Monday 12 January 2015

You Asked For It: An Apocalyptic Question

I didn't watch the Golden Globes last night. So instead of judging a show I didn't watch, I'm going to answer a reader's questions.
Nate Winchester asked: 
I heard someone say before, I'll tweak their point now: 
D, do you think zombies and all the other apocalypse films/tv/etc are filling the airwaves right now because Hollywood senses that their end is coming? 
In light of that, what do you think the post-apocalyptic scene will look like? When Hollywood collapses because it's chopped off its own legs, what do you think might happen next? (doesn't have to be accurate, just tell us a story)
One thing you have to know about Hollywood is that they don't really sense anything. Deep feelings of foreboding over their own future requires something Hollywood doesn't have, which is depth. Also they're lacking in long term thinking, being only able to see the next quarterly report and their next bonus and/or stock option.

What they do have is a sense of sight, and when they see a dystopic or post-apocalyptic project sell big, like The Hunger Games, or The Walking Dead, they hop on the bandwagon.

Apocalyptic projects sell because of a sense among the general population of just how fragile their comfortable first world lives are because they're technology dependent.

I lose my internet connection for an hour and I'm ready to go full Mad Max on everyone by minute thirty-five.

As for what happens to Hollywood after the end of their unique civilization…

The major studios are faltering, but they have enormous bulk and infrastructure on their own, and almost all of them are part of even bigger media conglomerates. Conglomerates that span the world, and keep on growing.

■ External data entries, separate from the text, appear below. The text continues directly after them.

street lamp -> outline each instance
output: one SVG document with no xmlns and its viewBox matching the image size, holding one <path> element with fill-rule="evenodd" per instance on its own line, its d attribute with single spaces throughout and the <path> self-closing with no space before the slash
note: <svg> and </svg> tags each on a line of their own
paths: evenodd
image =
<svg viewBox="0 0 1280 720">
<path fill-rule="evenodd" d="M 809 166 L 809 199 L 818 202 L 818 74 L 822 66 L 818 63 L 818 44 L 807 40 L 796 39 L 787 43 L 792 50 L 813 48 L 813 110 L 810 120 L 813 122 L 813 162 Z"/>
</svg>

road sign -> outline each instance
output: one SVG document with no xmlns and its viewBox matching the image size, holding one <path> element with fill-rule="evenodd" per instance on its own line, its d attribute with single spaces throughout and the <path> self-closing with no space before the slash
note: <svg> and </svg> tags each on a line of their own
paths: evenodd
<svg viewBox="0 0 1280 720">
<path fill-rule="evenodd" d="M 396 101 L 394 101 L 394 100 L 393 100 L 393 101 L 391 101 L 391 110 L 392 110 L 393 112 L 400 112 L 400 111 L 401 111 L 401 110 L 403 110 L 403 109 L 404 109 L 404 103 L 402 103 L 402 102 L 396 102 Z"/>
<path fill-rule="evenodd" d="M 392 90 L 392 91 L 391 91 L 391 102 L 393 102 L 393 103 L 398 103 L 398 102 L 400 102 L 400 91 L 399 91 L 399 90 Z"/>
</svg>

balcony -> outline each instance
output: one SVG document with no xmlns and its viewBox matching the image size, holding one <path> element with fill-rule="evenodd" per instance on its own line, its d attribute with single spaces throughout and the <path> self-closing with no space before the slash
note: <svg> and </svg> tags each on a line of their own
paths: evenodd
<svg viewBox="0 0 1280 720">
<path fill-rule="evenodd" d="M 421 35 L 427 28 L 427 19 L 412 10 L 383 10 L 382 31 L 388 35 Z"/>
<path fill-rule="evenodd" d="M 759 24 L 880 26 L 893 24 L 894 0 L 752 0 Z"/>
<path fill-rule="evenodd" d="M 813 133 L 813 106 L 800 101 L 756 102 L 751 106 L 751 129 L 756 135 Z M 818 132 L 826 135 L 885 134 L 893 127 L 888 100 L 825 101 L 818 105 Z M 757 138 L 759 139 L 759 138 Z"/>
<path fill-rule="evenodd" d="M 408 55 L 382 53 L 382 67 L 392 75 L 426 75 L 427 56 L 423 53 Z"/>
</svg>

Steve from Mergers & Acquisitions.
That means that any alternative can easily be subsumed, and ultimately consumed by the already existing media mega-conglomerates. Possibly via homicidal android merger & acquisition specialists, but I won't make any promises.

But seriously...

What we might see is a replay of what happened back in the turn of the century and the teens. Back then the fledgling movie biz was dominated by the Edison Trust. A clique of companies who sought a monopoly on the movie business.

They did everything they could to maintain that monopoly, from lawsuits to goons doling out threats and vandalism, and seemed unassailable.

They're all out of business now.

What happened?

The studios we know today were independent upstarts who rebelled against the Edison Trust. They beat the Edison Trust not in court, but with the audience.

You see the Trust's companies had two policies which doomed them. They suppressed the development of "stars" to keep salaries artificially down, by keeping their names out of the public eye, the most famous being the star known only as the "Biograph Girl". Also the Trust decided that the audience would want stories that the Trust told them to want.

The upstarts rebelled by creating the "star" system, by giving popular performers credit and using them to promote their films. The upstarts also looked at what the audience was looking for in the way of stories and they delivered.

Over the next 20 years the Edison trust companies crumbled and either faded into oblivion or were taken over by the upstarts who are the major studios we know today.

How do I see history repeating itself?

First, it won't repeat itself exactly as it happened before.

The means of making and delivering content have exploded. It's now possible to create Hollywood grade entertainment in your own basement if you have the time, money, and talent.

However, making something, and getting it out for sale is one thing, another is selling it to an audience. It's hard to compete against a major studio's ad-buy that's bigger than the annual budget of a third world government budget. 

But it's not impossible.

So what I think is that we'll see outfits like Netflix, Amazon, and their upcoming competition begin to drift away from working solely with the major studios, because they can't produce the quantity and quality these outlets need. They'll look more to indie companies, who, if they play their cards right will grow, then be bought by the major studios.

The majors will then eventually sanitize what made them successful out of these upstart companies, go right back into the rut that made the upstart possible, and go and buy the next upstart.

The studios will then shift not from being content producers into consumers of actual content producers on a corporate level.

At least that's what I see in my crystal ball.